More than two years after being shot in the head and abandoned for dead, Deserae Turner, 17, was crowned homecoming queen of her Utah high school.
A few moments in a juvenile girl’s life are both as thrilling and nerve-wracking as high school homecoming.
With it comes picking the perfect dress, acing a complex hairstyle, indulging parents in awkward photos with a date and dancing all night until the heels come off.
Deserae Turner appeared close to never feeling any of that.
Typically, Deserae wouldn’t worry much about a school dance. But even she had to accept the nod for the queen was interesting.

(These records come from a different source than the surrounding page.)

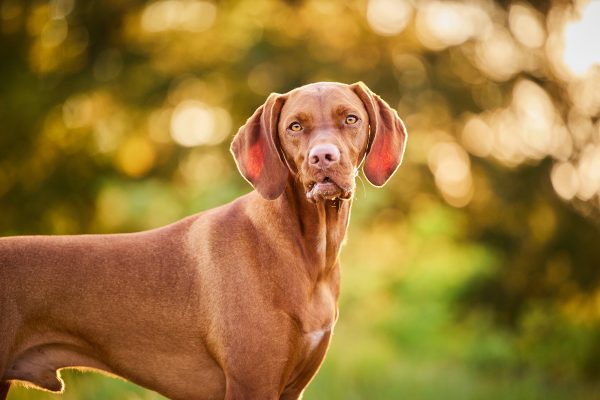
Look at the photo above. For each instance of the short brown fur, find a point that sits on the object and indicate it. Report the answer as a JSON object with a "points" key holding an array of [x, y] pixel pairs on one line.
{"points": [[238, 302]]}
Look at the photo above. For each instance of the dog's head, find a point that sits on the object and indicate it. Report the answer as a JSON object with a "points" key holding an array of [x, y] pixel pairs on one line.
{"points": [[320, 133]]}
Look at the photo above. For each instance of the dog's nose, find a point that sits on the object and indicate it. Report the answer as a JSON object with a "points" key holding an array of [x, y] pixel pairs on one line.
{"points": [[323, 155]]}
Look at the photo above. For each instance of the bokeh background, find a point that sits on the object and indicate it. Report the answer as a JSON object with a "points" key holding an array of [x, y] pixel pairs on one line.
{"points": [[474, 274]]}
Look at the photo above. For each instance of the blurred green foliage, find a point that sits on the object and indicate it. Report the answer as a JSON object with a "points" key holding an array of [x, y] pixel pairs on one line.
{"points": [[473, 274]]}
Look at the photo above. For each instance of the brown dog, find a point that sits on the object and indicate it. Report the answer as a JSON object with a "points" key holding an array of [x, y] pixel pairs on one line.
{"points": [[238, 302]]}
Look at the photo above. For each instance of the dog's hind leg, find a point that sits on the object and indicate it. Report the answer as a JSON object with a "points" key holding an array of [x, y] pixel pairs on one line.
{"points": [[4, 387]]}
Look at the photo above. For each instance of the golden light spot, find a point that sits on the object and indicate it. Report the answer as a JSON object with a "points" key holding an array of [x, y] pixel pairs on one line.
{"points": [[441, 24], [193, 123], [526, 25], [388, 17], [136, 156], [497, 55], [582, 47], [588, 170], [188, 15], [451, 168], [478, 137]]}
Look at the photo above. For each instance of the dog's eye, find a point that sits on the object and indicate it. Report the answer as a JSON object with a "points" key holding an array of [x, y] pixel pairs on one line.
{"points": [[351, 119], [295, 126]]}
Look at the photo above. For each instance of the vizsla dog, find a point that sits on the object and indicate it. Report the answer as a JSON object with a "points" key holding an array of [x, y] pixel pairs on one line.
{"points": [[237, 302]]}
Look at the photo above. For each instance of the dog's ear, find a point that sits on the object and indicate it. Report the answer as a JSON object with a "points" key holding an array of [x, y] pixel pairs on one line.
{"points": [[256, 153], [387, 137]]}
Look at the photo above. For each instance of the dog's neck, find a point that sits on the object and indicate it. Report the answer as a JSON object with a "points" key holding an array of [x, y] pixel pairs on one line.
{"points": [[322, 227]]}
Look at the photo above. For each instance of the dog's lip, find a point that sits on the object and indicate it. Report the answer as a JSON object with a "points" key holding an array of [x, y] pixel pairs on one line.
{"points": [[326, 188]]}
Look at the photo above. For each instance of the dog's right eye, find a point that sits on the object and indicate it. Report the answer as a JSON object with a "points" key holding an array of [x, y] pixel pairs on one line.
{"points": [[295, 127]]}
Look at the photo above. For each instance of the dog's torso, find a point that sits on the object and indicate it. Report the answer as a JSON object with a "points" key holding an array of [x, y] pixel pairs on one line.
{"points": [[157, 307], [237, 302]]}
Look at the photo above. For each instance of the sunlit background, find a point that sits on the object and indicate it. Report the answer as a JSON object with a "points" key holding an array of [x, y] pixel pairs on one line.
{"points": [[474, 274]]}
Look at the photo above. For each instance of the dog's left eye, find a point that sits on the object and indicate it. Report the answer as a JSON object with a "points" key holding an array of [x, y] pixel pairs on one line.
{"points": [[295, 126], [351, 119]]}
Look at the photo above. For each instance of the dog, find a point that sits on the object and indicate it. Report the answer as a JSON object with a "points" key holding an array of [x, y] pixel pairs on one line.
{"points": [[237, 302]]}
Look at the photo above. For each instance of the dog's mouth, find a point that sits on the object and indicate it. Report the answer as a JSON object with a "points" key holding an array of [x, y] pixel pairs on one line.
{"points": [[327, 188]]}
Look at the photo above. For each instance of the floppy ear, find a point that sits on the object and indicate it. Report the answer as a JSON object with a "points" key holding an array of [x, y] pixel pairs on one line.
{"points": [[387, 137], [255, 150]]}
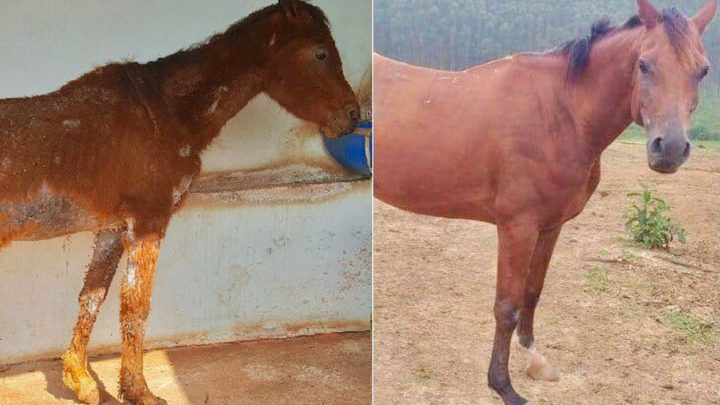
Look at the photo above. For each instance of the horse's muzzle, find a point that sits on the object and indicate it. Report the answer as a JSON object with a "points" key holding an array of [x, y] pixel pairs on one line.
{"points": [[667, 154], [342, 123]]}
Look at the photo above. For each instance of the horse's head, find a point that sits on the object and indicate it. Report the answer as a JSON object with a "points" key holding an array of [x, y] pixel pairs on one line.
{"points": [[304, 71], [668, 72]]}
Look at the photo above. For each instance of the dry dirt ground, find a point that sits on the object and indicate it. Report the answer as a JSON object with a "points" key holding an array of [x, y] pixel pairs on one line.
{"points": [[323, 369], [623, 325]]}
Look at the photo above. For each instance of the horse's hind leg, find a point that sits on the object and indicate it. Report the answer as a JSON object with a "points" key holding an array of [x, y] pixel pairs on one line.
{"points": [[107, 253], [135, 295], [515, 248], [538, 367]]}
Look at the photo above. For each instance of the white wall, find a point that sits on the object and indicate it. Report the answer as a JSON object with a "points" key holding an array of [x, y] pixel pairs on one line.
{"points": [[237, 263]]}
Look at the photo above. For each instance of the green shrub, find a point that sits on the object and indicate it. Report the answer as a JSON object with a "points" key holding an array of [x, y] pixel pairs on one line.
{"points": [[648, 221], [703, 133]]}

Deserae told KSTU, “I was just a homecoming queen; there’s nothing special about that. But then, if you think about what I’ve been through then yes, it’s very special.”

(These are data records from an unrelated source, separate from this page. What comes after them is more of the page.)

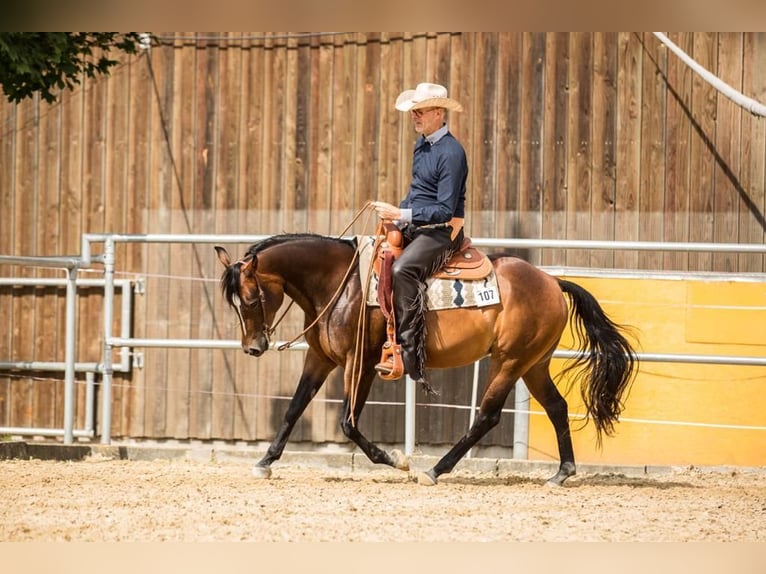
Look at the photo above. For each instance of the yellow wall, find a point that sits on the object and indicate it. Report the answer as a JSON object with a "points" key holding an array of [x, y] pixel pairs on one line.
{"points": [[684, 316]]}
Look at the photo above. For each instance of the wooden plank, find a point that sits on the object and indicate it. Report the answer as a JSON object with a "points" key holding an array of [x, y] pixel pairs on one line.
{"points": [[553, 214], [226, 399], [235, 363], [139, 102], [270, 412], [629, 81], [24, 243], [9, 116], [94, 197], [752, 224], [604, 184], [532, 133], [727, 188], [70, 213], [206, 117], [389, 122], [677, 154], [49, 332], [115, 215], [484, 102], [703, 106], [580, 148], [508, 134], [183, 259], [651, 199], [160, 185]]}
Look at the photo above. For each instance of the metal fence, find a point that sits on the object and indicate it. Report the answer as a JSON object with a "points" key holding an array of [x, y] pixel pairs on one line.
{"points": [[107, 367]]}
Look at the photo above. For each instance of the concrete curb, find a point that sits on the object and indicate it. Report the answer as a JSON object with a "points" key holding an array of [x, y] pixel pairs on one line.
{"points": [[341, 461]]}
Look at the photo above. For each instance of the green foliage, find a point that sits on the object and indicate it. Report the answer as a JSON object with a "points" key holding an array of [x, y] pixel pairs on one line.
{"points": [[47, 62]]}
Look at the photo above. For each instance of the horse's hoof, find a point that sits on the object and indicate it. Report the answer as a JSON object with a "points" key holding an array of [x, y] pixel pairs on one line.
{"points": [[400, 460], [262, 471], [558, 479], [426, 479]]}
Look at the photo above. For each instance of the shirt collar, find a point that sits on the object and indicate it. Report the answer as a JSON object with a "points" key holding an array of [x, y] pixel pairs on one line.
{"points": [[437, 135]]}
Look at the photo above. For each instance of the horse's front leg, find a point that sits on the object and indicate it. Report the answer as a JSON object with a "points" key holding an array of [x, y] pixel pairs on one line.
{"points": [[315, 371], [377, 455]]}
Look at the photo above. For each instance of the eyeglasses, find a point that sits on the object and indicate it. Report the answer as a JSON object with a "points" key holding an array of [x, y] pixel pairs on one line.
{"points": [[418, 113]]}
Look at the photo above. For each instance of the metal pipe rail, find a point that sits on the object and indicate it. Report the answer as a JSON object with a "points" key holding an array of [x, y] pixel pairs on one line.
{"points": [[71, 265], [107, 258]]}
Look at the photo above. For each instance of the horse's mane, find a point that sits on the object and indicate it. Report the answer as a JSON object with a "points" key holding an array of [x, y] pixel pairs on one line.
{"points": [[256, 248], [230, 278]]}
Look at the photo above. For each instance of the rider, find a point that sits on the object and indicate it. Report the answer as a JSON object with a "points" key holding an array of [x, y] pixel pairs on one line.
{"points": [[430, 216]]}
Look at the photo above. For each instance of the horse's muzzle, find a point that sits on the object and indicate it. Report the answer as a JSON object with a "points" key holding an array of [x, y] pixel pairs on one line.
{"points": [[254, 350]]}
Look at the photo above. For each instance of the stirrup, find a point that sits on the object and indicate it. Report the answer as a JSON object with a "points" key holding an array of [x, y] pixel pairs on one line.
{"points": [[390, 366]]}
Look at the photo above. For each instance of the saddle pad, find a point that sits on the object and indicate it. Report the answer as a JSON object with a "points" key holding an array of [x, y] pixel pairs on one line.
{"points": [[441, 293]]}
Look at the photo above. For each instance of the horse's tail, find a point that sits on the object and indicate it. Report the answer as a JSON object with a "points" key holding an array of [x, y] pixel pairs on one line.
{"points": [[607, 362]]}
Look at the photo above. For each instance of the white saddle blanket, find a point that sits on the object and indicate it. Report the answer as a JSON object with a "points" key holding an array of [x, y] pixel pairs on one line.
{"points": [[441, 293]]}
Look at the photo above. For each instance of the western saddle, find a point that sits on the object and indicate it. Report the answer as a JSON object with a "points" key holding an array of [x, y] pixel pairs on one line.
{"points": [[467, 263]]}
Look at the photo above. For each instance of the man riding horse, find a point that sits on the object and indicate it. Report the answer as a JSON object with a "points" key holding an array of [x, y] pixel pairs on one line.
{"points": [[430, 217]]}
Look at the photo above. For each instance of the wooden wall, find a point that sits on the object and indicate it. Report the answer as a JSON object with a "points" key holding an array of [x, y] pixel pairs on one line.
{"points": [[569, 135]]}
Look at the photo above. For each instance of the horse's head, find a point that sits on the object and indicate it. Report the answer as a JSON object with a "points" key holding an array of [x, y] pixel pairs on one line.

Deserae was 14 when she was shot in the head by her friend, Colter Peterson, in February 2017. He and co-conspirator Jayzon Decker, both 17 at the time, were convicted to 15 years to life in prison for the shooting.
Prosecutors told Peterson lured Deserae to a canal in Smithfield, Utah, but it was Decker’s idea to try to murder her. The pair left her for dead, stole her money and spent it at a nearby convenience store.
She laid in the cold canal for eight hours before she was found.
Deserae’s been in recovery ever since she was shot. She’s had 10 brain surgeries and endures intense physical therapy to train the left side of her body how to move again after the bullet punctured the right side of her brain.
She regularly visits a chiropractor to soothe her chronic pain and sits in a hyperbaric chamber to return oxygen to her healing brain, KTSU reported in 2018.
But when she was told she would be crowned homecoming queen, all she could think about was her outfit.
“‘Oh my gosh, I need a dress, I need someone to do my hair, I need my makeup,'” she remembered thinking, “bouncing around” her house after she found out.
From there, the night was perfect. She took a close friend, Logan Matz, as a date, her mother April wrote on Facebook. She walked down the football field and met the homecoming king, Case Gehring, who held her hand to help her keep balance. The two shared a dance as their classmates lined the outskirts of the dance floor.
All that’s enough to make a girl feel special, Deserae said.
“It just gives you that comfort and love that, yes, I am truly loved,” she said. “Everybody needs to know that feeling.”